# Introducing The GBATemp App For Android



## Jack_Sparrow (Nov 25, 2015)

A quick and dirty port of GBATemp.net into an android app!

Screenshots:


Spoiler












Download will be posted soon Hang Tight!!


----------



## Jack_Sparrow (Nov 25, 2015)

Need Testers on Android 4.4+ Apply below please


----------



## Deleted User (Nov 25, 2015)

The image is broken.


----------



## Jack_Sparrow (Nov 25, 2015)

Tomato Hentai said:


> The image is broken.


It is? The image is backed up in my dropbox would it be better for me just to share the link of the picture??


----------



## Deleted User (Nov 25, 2015)

Jack_Sparrow said:


> It is? The image is backed up in my dropbox would it be better for me just to share the link of the picture??

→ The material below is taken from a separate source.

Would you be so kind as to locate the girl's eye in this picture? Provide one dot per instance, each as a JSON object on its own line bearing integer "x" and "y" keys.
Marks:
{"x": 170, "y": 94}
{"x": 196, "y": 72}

I dunno, but tryna access the link you used gives me a 403.


Spoiler


----------



## Jack_Sparrow (Nov 25, 2015)

Tomato Hentai said:


> I dunno, but tryna access the link you used gives me a 403.
> 
> 
> Spoiler


Here i uploaded to Imugr, let me update OP

--------------------- MERGED ---------------------------

Any better??


----------



## Deleted User (Nov 25, 2015)

Jack_Sparrow said:


> Here i uploaded to Imugr, let me update OP
> 
> --------------------- MERGED ---------------------------
> 
> Any better??


Yup.

EDIT: When you said quick and dirty, you _really_ meant quick and dirty


----------



## Jack_Sparrow (Nov 25, 2015)

Is it legal to share the APK here? @Veho


----------



## SmellyPirateMonkey (Nov 25, 2015)

I'm on android 5.1 and I'm willing to test


----------



## Deleted User (Nov 25, 2015)

Jack_Sparrow said:


> Is it legal to share the APK here? @Veho


It should be if it's yours.


----------



## Jack_Sparrow (Nov 25, 2015)

SmellyPirateMonkey said:


> I'm on android 5.1 and I'm willing to test


Ok if i give you the APK file you have to swear not to redistribute until i say so

--------------------- MERGED ---------------------------



Tomato Hentai said:


> It should be if it's yours.


Let's have @SmellyPirateMonkey test it first so if i need too i can fix any bugs


----------



## SmellyPirateMonkey (Nov 25, 2015)

Jack_Sparrow said:


> Ok if i give you the APK file you have to swear not to redistribute until i say so
> 
> --------------------- MERGED ---------------------------
> 
> ...


Sure thing. I'll keep it to myself


----------



## mgrev (Nov 25, 2015)

would u open source it when u r ready? github? cuz i kinda wanna look into it


----------



## Jack_Sparrow (Nov 25, 2015)

mgrev said:


> would u open source it when u r ready? github? cuz i kinda wanna look into it


I might but if i did it would be after release like maybe a month or two


----------



## SmellyPirateMonkey (Nov 25, 2015)

Playing with it now. All seems working on my end. Will report if there's any problems


----------



## mgrev (Nov 25, 2015)

Jack_Sparrow said:


> I might but if i did it would be after release like maybe a month or two


understand that lol. Great work btw!


----------



## Jack_Sparrow (Nov 25, 2015)

mgrev said:


> understand that lol. Great work btw!


thank you 

--------------------- MERGED ---------------------------



SmellyPirateMonkey said:


> Playing with it now. All seems working on my end. Will report if there's any problems


I'm glad to here, do you think the rest of the temp will be as satisfied? And mind sharing some screenshots of your own?


----------



## YugamiSekai (Nov 25, 2015)

I would like to apply for testing. I have Android 4.4.3 on Huawei Fusion 3.


----------



## Jack_Sparrow (Nov 25, 2015)

Another task i need a volunteer for make these images transparent and keep them original size and original format please, i have NO IDEA how to make icons transparent...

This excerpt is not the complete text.